A new eir phishing scam has been identified which has led to the Irish communications company to send out a warning to customers. Hundreds of customers were sent emails offering them a refund yesterday. In order to process the refund, the email recipients have been advised to login to their My Eir account. A fake link is given in the email which must be clicked to receive the refund.

That link brings the email recipient to a fake website. The malicious website has been set up to look identical to the Eir website. Users are asked to confirm their credit card details in order to process the refund. Those details are logged by the website and are forwarded to the criminals running the Eir phishing scam.

Eir has told customers to be wise to the threat of the fraudulent email messages and to erase them if they are received. Any person who has fallen for the Eir phishing scam and has provided credit card details via the malicious website faces a high danger of credit/debit card fraud.

Phishing email campaigns such as this are regularly seen. Hackers use a variety of social engineering techniques to get users to reveal sensitive data such as credit and debit card numbers, which are used by the hackers to make online purchases and register huge debts in the victims’ names.

The malicious emails can be quite authentic. Criminals use legitimate imagery in the phishing emails to trick email recipients into believing the emails are genuine. The malicious spam messages usually include a link that directs to victims to malicious websites where personal data must be disclosed in order to receive a refund, free gift, or to view important documents. The websites can look practically the same as the legitimate sites.
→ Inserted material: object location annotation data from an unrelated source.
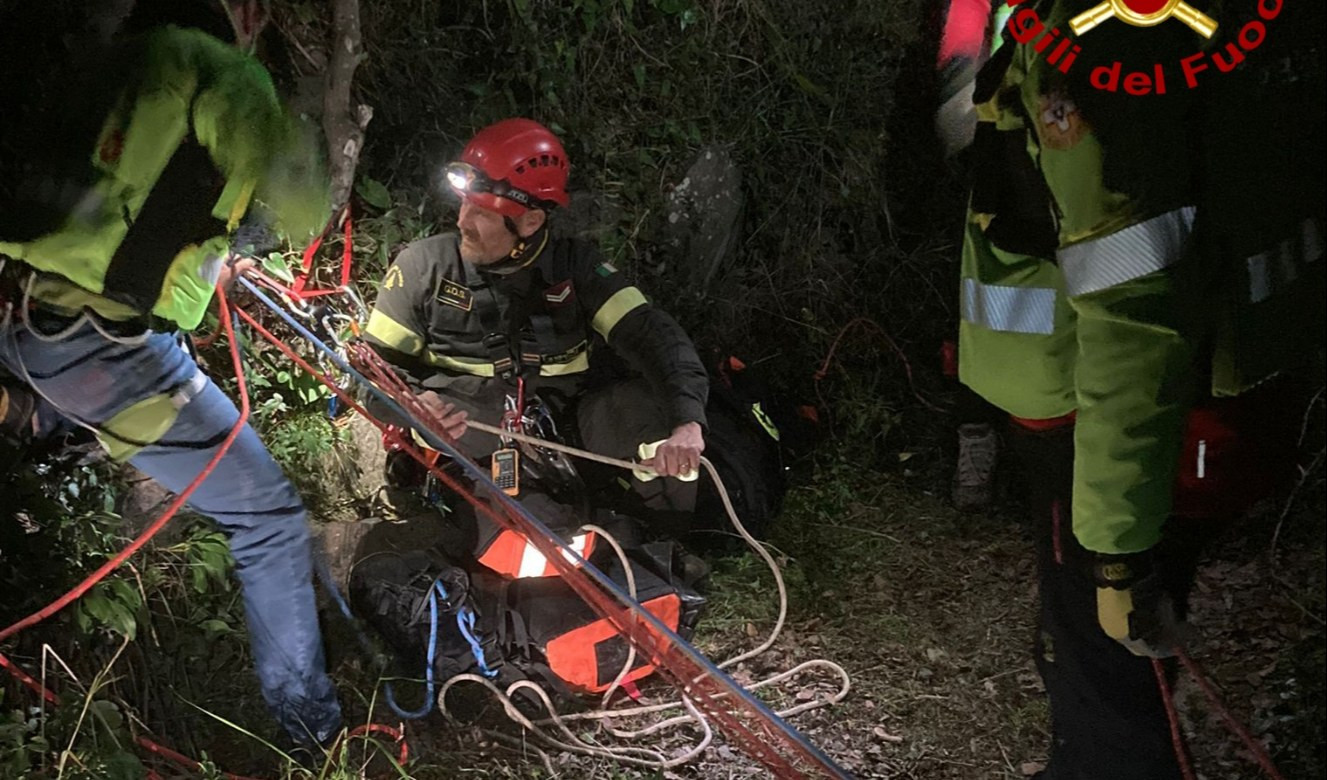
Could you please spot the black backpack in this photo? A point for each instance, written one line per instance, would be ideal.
(753, 438)
(536, 629)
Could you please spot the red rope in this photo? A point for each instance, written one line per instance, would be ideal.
(312, 250)
(165, 518)
(397, 735)
(824, 366)
(1259, 754)
(1176, 738)
(757, 736)
(139, 541)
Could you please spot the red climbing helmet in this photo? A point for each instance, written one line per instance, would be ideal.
(511, 166)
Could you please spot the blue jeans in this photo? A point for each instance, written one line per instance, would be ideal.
(89, 377)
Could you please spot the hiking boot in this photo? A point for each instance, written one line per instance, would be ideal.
(17, 413)
(974, 476)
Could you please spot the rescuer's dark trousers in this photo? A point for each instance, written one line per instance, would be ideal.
(615, 421)
(1107, 716)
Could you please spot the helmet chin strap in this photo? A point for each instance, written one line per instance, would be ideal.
(523, 254)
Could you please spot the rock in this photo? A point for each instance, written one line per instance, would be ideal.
(703, 216)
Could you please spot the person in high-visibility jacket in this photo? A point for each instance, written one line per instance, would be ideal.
(470, 315)
(112, 248)
(1175, 240)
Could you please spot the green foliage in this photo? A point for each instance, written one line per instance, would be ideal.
(301, 441)
(824, 108)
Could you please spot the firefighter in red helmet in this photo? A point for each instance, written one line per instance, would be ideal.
(471, 316)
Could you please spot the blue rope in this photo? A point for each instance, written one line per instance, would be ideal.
(466, 622)
(433, 649)
(776, 724)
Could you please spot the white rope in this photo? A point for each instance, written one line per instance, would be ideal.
(604, 715)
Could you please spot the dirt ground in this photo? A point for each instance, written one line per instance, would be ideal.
(930, 613)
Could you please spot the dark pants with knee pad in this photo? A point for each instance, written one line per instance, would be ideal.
(1107, 716)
Email scams often bring victims to malicious websites containing exploit kits which search for weaknesses in browsers and plugins and leverage those flaws to download malware.

The malware poses a massive risk for businesses. Malware is used to obtain a foothold in a computer network, which can be used to initiate cyberattacks to steal valuable data or to gain access to corporate email and bank accounts.

To safeguard against such attacks, staff members should be instructed never to use links sent in emails and to login to websites directly through their browsers. Employees should be given training to help them identify phishing emails and email and web spam.